Allora, quali turisti hanno speso di più a Cipro? Secondo i dati pubblicati, le nazionalità con la spesa più alta sono state le seguenti:
Spese quotidiane
Israeliani: 178,18 €
Svizzeri: 137,41 €
Belgi: 136,56 €
Austriaci: 117,11 €
Olandesi: 113,80 €
Spesa pro capite
Il termine “spesa pro capite” si riferisce all’importo medio speso da ogni turista durante l’intera vacanza, compresi tutti i giorni trascorsi a Cipro.
Svizzeri: 975,62 €, con una permanenza media di 7,1 giorni
Olandesi: 955,93 €, con una permanenza media di 8,4 giorni
Inglesi: 909,81 €, con una permanenza media di 8,9 giorni
Tedeschi: 835,05 €, con un soggiorno medio di 8,0 giorni
Finlandesi: 818,66 €, con un soggiorno medio di 8,4 giorni
Perché i turisti visitano Cipro
Un altro aspetto importante che vale la pena sottolineare è lo scopo delle visite dei turisti a Cipro.
È importante sottolineare che l’offerta turistica cipriota si basa ancora prevalentemente su sole e mare. Purtroppo, questa dipendenza limita notevolmente gli arrivi turistici nei mesi al di fuori della stagione estiva.
Secondo l’indagine condotta dall’Ufficio di statistica di Cipro, lo scopo dichiarato del viaggio tra i turisti che hanno visitato Cipro nel giugno 2026 era il seguente:
L’81,6% ha viaggiato per vacanze e tempo libero.
L’11,3% è andato a trovare amici o parenti.
Il 7,0% ha viaggiato per motivi di lavoro.
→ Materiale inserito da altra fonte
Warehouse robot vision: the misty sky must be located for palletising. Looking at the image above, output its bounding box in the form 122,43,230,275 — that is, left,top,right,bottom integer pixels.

L’obiettivo più importante per l’offerta turistica di un paese oggi è quello di attirare visitatori durante tutto l’anno, invece che solo nei mesi estivi, quando c’è già una forte concorrenza da parte di altre destinazioni del Mediterraneo che offrono anch’esse sole e spiagge.
Cipro ha il vantaggio di una stagione estiva prolungata, grazie alle temperature elevate che si mantengono sull’isola fino a novembre. Questo potrebbe attirare un numero maggiore di turisti provenienti da altri paesi europei — e persino extraeuropei.
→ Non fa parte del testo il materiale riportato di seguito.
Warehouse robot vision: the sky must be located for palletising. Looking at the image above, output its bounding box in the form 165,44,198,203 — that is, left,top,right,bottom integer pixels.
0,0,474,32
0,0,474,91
Ma basta questo? Cipro ha una storia ricca e antica, che le dà il potenziale per attirare visitatori interessati sia al turismo religioso che a quello culturale.
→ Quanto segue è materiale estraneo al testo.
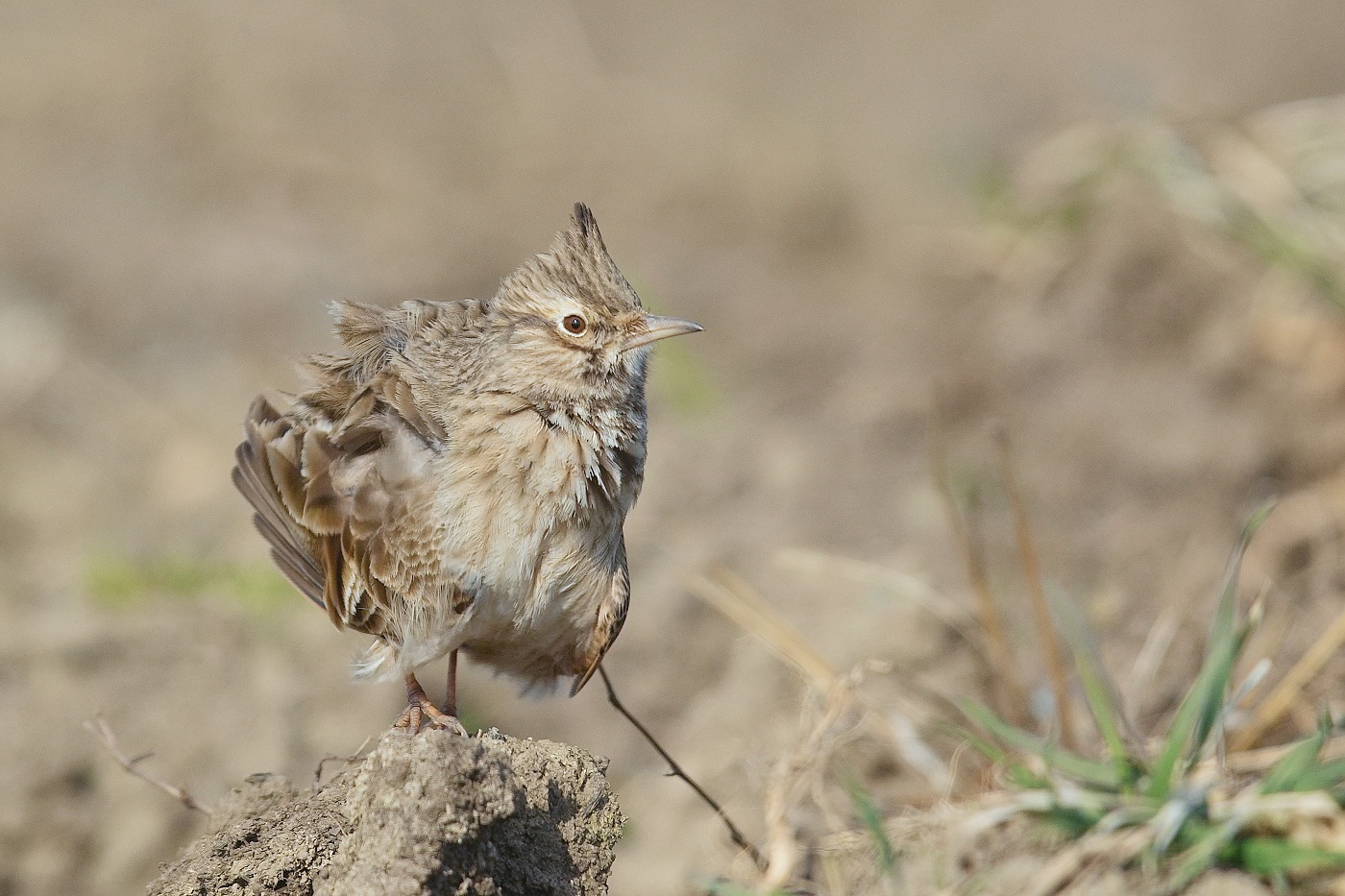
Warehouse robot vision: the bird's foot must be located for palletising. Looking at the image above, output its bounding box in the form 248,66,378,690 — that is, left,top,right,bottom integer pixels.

Ciò che serve è una serie di iniziative ben pianificate e uno sforzo costante e continuativo per sfruttare appieno queste opportunità.
Cipro dovrebbe quindi fissare degli obiettivi strategici a lungo termine per rafforzare la propria offerta turistica e poter compiere il passo successivo nel suo sviluppo.